Sometimes I feel bad about this layover in Ft. Lauderdale. It was expensive in the two things that nobody has an infinite supply of: time and money. Then I made a list of what we did. I don’t feel so bad anymore…except about the money!

(note: STS means that ‘Stem to Stern’ did the work)

Sanded and 5 coats of Cetol on toe rail and rubrail

Replaced plexi in 4 hatches and cleaned and re-bed (via STS guidance!)

Sanded and Cetol 2 of four hatch trim teak

Removed, cleaned and replaced stainless steel rub rails

Replaced rear seal on engine to fix oil leak (STS)

Rebuilt water pump and installed new impeller (STS)

Installed drip-less packing gland (STS)

Removed all the decking below and laid 140 feet of copper strap for SSB counterpoise

Fished wire for and aft for radio to tuner connections

Removed backstay and installed insulators for SSB antenna (STS)

Installed SSB radio in locker and head at nav station

Installed 12 volt refrigeration and custom exhaust fan in locker below galley sink

Made a cutting board to fit on top of the stove

Made a plywood support to hang dingy motor to rail

Built and installed four teak wood strips on transom to bear off dingy

Hull stripped down to the fiberglass and dried (STS)

Hull sanded smooth (STS)

Hull gets 3 coats of barrier coat and 2 coats of bottom paint

Straightened swim ladder and re-installed

Removed all plumbing from forward head and re-plumbed

Installed new ‘Mack Pack’ sail cover

Changed oil, coolant, and all filters

Replaced main sheet fiddle block with one with a cam cleat

New dodger, bimini, and binnacle cover. (Beaver Canvas – Ft. L.)

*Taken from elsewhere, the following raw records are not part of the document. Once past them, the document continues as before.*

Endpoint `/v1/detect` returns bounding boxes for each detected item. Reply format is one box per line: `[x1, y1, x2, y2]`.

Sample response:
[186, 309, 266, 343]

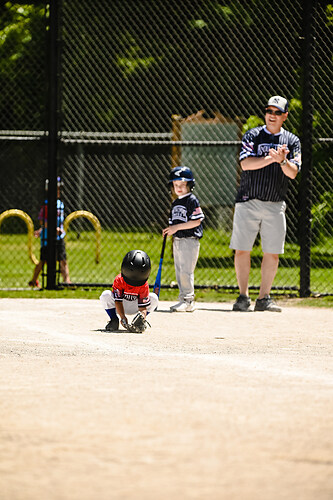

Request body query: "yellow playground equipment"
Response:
[0, 208, 102, 265]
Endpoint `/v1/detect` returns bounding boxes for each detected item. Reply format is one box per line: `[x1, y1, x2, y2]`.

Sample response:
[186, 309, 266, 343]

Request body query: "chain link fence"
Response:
[0, 0, 333, 294]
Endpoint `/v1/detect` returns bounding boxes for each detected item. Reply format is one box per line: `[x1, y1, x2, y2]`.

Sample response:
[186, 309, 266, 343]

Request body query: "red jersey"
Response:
[112, 274, 150, 307]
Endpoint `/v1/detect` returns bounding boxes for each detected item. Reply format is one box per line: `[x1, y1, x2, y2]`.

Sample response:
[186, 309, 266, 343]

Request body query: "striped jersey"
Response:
[112, 273, 150, 307]
[236, 125, 301, 203]
[169, 193, 205, 238]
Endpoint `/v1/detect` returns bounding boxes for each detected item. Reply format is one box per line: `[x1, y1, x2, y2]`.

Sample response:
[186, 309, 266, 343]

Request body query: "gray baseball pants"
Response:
[173, 238, 200, 302]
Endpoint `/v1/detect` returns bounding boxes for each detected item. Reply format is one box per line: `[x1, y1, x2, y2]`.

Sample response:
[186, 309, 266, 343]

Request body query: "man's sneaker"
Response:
[254, 295, 282, 312]
[170, 300, 195, 312]
[232, 294, 251, 312]
[105, 317, 119, 332]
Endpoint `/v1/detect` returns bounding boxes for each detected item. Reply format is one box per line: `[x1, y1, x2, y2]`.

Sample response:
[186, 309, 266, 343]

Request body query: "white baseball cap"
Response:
[265, 95, 288, 113]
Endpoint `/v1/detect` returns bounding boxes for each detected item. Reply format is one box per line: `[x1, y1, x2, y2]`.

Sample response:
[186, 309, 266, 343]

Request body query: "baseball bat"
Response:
[153, 234, 167, 297]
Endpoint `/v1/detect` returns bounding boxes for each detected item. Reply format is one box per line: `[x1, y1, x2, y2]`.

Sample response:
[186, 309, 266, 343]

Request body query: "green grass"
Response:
[0, 228, 333, 301]
[0, 287, 333, 308]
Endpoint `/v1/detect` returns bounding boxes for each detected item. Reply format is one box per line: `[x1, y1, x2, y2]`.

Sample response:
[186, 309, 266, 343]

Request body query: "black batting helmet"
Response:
[121, 250, 151, 286]
[169, 166, 195, 190]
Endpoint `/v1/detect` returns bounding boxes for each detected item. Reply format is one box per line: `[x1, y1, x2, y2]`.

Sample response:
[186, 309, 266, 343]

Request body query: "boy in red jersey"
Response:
[100, 250, 158, 332]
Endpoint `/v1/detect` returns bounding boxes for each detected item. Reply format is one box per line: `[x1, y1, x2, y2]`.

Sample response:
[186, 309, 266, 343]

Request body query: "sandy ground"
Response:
[0, 299, 333, 500]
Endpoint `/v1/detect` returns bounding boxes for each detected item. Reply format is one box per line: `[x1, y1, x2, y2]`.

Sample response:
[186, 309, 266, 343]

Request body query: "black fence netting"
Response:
[0, 0, 333, 294]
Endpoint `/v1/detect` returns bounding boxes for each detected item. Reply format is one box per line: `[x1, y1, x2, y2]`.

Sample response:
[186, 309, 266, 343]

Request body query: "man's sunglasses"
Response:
[265, 109, 282, 116]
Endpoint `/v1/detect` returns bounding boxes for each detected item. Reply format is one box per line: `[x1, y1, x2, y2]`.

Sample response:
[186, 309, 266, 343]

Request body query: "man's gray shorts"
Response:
[230, 200, 286, 254]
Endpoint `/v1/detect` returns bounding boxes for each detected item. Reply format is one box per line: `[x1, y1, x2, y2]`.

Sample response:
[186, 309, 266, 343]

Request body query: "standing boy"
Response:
[230, 96, 301, 312]
[29, 183, 71, 287]
[163, 166, 204, 312]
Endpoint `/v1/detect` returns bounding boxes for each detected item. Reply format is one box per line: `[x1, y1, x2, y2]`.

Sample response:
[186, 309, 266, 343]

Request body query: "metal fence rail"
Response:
[0, 0, 333, 295]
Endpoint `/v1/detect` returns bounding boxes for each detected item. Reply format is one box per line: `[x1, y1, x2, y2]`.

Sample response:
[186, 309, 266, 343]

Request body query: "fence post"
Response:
[46, 0, 60, 290]
[300, 0, 316, 297]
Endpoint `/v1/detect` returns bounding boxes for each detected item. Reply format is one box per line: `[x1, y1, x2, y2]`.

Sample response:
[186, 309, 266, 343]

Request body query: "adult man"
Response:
[230, 96, 301, 312]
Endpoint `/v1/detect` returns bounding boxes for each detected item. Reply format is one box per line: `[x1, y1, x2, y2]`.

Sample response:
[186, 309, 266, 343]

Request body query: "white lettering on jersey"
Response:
[171, 205, 187, 222]
[257, 143, 279, 156]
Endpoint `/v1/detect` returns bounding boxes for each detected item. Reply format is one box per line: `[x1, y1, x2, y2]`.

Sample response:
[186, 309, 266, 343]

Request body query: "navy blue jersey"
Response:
[236, 125, 301, 202]
[169, 193, 205, 238]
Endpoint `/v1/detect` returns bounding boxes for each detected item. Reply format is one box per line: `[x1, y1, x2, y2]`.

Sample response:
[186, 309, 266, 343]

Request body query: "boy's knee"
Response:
[148, 292, 158, 312]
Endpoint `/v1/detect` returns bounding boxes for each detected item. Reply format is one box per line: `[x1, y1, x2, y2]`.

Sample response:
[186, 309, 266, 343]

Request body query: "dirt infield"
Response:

Replaced wooden deck fitting for propane cabin heater

Re-bedded two feet that connect binnacle to deck

Re-installed bow pulpit

Put the name and hailing port on the boat

Had new lifelines re-fit

Cleaned out both fresh water tanks

Fastened bilge pump and float switch to bilge (were not connected previously!)

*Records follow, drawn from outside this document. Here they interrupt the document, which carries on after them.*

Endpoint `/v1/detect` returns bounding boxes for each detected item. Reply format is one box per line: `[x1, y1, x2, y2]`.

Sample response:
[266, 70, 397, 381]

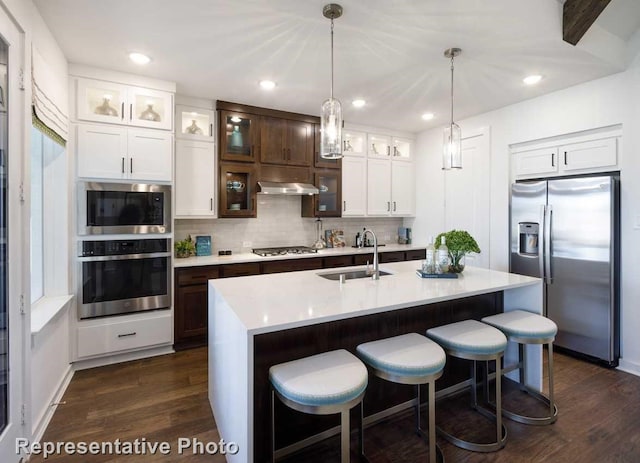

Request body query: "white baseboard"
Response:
[73, 345, 175, 371]
[617, 359, 640, 376]
[31, 364, 74, 442]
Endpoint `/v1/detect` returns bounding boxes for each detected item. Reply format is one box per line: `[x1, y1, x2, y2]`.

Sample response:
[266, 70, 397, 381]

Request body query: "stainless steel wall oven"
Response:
[78, 182, 171, 235]
[78, 238, 171, 319]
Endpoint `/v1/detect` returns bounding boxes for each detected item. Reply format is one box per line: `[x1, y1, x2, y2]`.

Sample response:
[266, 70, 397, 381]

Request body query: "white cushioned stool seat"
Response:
[482, 310, 558, 339]
[357, 333, 446, 376]
[269, 349, 367, 406]
[427, 320, 507, 355]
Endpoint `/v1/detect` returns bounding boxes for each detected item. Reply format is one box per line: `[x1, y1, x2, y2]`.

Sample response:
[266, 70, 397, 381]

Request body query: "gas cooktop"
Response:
[253, 246, 318, 257]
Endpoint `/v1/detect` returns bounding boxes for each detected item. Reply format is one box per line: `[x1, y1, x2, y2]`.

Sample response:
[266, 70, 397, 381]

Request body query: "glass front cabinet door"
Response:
[176, 105, 214, 142]
[219, 111, 259, 162]
[219, 162, 257, 217]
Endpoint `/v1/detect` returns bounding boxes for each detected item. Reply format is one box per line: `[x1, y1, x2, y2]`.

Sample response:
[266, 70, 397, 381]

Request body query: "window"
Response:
[30, 127, 69, 304]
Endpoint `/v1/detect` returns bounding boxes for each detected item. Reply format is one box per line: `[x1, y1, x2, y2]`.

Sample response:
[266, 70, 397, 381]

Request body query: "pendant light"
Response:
[320, 3, 342, 159]
[442, 48, 462, 170]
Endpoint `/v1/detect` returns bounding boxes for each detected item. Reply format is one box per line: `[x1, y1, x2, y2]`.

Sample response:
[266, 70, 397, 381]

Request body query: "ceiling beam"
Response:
[562, 0, 611, 45]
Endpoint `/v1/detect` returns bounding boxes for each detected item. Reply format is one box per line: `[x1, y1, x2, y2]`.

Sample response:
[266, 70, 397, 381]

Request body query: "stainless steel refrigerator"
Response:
[510, 175, 620, 366]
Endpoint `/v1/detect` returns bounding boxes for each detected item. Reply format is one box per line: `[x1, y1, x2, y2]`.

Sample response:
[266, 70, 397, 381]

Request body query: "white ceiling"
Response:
[35, 0, 640, 132]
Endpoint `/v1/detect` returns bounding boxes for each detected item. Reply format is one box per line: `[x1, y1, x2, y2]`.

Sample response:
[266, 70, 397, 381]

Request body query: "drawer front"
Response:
[380, 251, 404, 262]
[406, 249, 427, 260]
[78, 311, 171, 358]
[220, 262, 260, 278]
[324, 256, 353, 268]
[262, 257, 322, 273]
[176, 266, 220, 286]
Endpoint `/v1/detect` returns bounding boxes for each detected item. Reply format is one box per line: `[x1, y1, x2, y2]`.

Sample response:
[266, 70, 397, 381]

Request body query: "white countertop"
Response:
[209, 262, 541, 334]
[173, 244, 426, 268]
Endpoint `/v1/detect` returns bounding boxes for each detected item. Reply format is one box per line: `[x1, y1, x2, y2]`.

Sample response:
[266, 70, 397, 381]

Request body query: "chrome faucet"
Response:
[362, 228, 380, 280]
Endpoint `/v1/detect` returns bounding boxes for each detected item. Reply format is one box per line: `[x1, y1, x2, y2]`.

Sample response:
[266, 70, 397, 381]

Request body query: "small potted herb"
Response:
[175, 235, 196, 257]
[436, 230, 480, 273]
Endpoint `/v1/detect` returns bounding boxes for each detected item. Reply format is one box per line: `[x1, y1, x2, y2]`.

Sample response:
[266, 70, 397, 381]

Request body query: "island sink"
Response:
[318, 269, 393, 281]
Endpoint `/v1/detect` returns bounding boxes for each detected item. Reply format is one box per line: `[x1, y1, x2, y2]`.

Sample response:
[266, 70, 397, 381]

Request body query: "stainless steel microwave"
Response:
[78, 182, 171, 235]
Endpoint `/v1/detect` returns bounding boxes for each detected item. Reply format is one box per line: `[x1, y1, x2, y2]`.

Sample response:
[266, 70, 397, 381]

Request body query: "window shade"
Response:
[31, 46, 69, 144]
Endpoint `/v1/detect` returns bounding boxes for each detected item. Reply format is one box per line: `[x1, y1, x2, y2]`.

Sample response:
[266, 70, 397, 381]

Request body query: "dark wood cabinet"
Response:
[218, 162, 258, 217]
[260, 116, 314, 167]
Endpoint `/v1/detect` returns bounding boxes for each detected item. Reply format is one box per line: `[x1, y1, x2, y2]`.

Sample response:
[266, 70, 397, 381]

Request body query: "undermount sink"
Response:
[318, 269, 392, 281]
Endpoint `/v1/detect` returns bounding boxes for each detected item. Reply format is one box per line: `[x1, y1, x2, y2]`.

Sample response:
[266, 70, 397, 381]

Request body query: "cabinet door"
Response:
[176, 105, 215, 142]
[77, 124, 128, 179]
[260, 117, 287, 164]
[367, 159, 391, 215]
[391, 160, 416, 216]
[342, 156, 367, 217]
[367, 133, 391, 158]
[391, 137, 413, 161]
[76, 79, 128, 124]
[286, 121, 314, 167]
[174, 140, 217, 217]
[560, 138, 618, 171]
[125, 129, 173, 182]
[342, 129, 367, 156]
[513, 147, 558, 177]
[218, 162, 257, 217]
[218, 111, 260, 162]
[125, 87, 173, 130]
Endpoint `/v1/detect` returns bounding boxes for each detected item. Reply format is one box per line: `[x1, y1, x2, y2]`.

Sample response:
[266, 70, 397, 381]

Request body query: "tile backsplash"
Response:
[174, 195, 402, 255]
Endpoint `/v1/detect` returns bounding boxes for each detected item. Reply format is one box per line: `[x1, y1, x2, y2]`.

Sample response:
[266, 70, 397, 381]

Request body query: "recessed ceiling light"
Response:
[129, 53, 151, 64]
[260, 80, 276, 90]
[522, 74, 542, 85]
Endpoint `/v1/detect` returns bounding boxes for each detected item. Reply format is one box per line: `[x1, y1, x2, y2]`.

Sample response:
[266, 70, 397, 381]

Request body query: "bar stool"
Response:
[427, 320, 507, 452]
[356, 333, 446, 463]
[269, 349, 368, 463]
[482, 310, 558, 425]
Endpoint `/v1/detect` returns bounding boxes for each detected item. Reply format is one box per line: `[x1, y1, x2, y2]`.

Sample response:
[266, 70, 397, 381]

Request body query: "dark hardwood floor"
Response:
[31, 348, 640, 463]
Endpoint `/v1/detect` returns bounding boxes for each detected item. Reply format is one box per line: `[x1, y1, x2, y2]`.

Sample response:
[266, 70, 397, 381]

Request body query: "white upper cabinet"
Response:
[176, 105, 215, 142]
[174, 140, 217, 218]
[76, 78, 173, 130]
[77, 124, 173, 182]
[342, 129, 367, 156]
[367, 133, 392, 158]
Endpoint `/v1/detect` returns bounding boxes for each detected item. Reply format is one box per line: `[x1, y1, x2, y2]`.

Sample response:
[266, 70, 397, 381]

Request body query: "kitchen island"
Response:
[209, 262, 542, 462]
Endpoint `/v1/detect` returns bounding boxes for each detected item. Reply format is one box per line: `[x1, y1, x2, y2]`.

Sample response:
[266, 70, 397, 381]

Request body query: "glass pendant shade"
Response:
[442, 122, 462, 170]
[320, 98, 342, 159]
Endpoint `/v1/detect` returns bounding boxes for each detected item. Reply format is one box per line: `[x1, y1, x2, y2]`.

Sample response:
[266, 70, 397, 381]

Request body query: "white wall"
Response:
[407, 56, 640, 374]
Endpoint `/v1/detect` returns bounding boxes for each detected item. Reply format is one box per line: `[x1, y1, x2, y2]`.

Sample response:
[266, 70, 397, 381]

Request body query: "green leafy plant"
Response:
[174, 235, 196, 257]
[436, 230, 480, 273]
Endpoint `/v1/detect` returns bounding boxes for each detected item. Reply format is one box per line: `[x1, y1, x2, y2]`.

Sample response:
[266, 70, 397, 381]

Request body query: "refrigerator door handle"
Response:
[538, 204, 547, 283]
[544, 204, 553, 284]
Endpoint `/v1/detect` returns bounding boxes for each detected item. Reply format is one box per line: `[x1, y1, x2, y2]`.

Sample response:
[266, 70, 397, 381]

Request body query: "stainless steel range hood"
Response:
[258, 182, 320, 195]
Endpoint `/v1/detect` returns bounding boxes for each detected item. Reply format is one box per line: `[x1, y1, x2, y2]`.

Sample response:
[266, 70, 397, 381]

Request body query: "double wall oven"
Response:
[78, 182, 172, 319]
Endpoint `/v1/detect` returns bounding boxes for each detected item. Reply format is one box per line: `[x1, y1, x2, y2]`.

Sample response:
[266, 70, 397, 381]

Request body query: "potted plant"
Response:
[175, 235, 196, 257]
[436, 230, 480, 273]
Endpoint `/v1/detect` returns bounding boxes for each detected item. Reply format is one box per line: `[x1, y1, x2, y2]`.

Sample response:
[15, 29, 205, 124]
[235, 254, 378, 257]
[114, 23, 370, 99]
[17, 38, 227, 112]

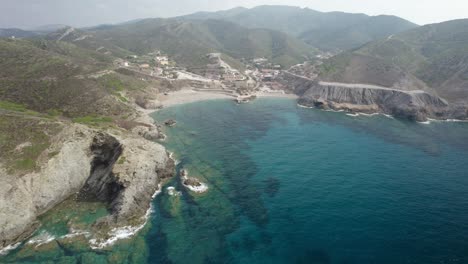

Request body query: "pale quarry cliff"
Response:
[0, 124, 174, 252]
[281, 73, 468, 121]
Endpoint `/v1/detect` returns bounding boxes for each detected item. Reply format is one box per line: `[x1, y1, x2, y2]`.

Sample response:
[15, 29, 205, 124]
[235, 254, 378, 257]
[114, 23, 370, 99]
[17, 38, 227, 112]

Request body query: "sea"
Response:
[0, 98, 468, 264]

Reglassed the foam rudder (STS)

Removed EVERYTHING from drawers and reorganized tools and hardware supplies

Worked about 50 hours for Stem to Stern and learned a TON

Non-Boat related…

Drove to Chicago

Drove back

Visited Tampa three times

Tried to keep the blog updated

Watched season 1 of ‘24’

Gave Gracie cheese

Went up and down the 15 foot ladder about 1000 times

Never got back to the beach

Whew! What next? Sail to Miami, drop the hook and contemplate our respective navels for a few days and then on to the Keys.

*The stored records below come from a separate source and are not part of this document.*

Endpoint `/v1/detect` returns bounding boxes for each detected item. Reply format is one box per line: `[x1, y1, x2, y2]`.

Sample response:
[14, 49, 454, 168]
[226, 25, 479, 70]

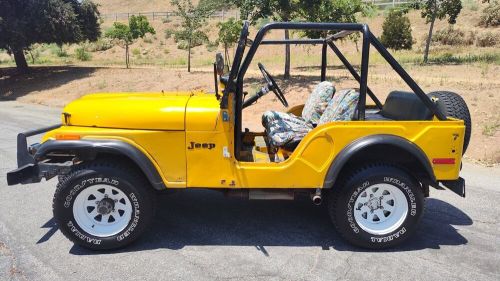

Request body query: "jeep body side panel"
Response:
[184, 95, 236, 188]
[232, 120, 464, 188]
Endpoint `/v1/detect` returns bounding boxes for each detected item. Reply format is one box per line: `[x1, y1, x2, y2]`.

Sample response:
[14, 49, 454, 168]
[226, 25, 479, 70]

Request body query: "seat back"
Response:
[380, 91, 432, 121]
[318, 89, 359, 125]
[302, 81, 335, 125]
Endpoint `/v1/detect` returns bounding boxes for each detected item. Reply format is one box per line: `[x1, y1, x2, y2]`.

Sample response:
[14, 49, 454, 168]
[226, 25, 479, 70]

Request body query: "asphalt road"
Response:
[0, 102, 500, 280]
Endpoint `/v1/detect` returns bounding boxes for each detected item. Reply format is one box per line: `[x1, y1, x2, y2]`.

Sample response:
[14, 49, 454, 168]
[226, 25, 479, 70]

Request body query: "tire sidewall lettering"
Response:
[116, 192, 141, 241]
[346, 181, 370, 234]
[346, 176, 419, 243]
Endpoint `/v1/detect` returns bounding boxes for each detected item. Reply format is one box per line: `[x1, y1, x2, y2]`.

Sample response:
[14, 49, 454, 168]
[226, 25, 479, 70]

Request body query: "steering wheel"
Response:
[258, 62, 288, 107]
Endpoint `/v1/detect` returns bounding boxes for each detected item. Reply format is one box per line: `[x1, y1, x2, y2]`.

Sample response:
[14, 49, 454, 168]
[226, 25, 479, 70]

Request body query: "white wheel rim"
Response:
[354, 183, 408, 235]
[73, 184, 132, 237]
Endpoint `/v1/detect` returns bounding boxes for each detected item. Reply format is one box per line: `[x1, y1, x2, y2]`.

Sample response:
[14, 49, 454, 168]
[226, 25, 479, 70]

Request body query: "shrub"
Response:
[165, 29, 175, 39]
[479, 0, 500, 27]
[87, 38, 113, 52]
[75, 47, 92, 61]
[380, 9, 414, 50]
[476, 32, 500, 47]
[132, 48, 141, 56]
[432, 25, 475, 46]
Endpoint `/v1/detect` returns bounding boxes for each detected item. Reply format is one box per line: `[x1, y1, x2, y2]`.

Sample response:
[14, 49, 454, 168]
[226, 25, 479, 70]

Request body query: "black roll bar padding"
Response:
[370, 32, 447, 121]
[220, 21, 250, 110]
[328, 41, 383, 109]
[321, 42, 327, 82]
[358, 24, 371, 120]
[17, 124, 62, 168]
[325, 30, 356, 42]
[260, 39, 325, 45]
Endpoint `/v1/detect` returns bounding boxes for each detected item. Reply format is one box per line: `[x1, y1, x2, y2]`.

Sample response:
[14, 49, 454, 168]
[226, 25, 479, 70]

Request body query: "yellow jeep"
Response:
[7, 23, 471, 249]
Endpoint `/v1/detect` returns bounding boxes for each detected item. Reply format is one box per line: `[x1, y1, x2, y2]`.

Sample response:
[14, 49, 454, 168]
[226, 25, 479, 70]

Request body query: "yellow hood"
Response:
[62, 92, 192, 130]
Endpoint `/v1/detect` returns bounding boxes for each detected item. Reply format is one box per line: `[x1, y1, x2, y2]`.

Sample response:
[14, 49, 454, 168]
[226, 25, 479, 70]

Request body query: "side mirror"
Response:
[215, 53, 224, 76]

What did we miss? Well, since money is not infinite we left the following for another time…

new sails

replace all seacocks

install some solar cells

maybe a watermaker

Maybe next time we’re in Ft. Lauderdale…like in 2045!!

Here's some random pics of finished projects.

Our new SSB. Turned it on today and no sparks came out so that's good!

At the right...What can I say? It's a happy day when a man can install a dripless gland!

Here's our own inovation. The teak strips are not just decorative. For one thing the two central ones provide a resting place for the swing down boarding ladder. The four together provide some protection from the rubbing and banging around of the dingy. Oh, and of course, finally got our hailing port proudly displayed.

The two above show a little of the before and after of our teak toe rail. This 80+ feet of teak was mostly sanded and painted by SUE! Nice job!

So, as the porpoises said in Hitchhikers Guide to the Galaxy: “So long and thanks for all the fish!”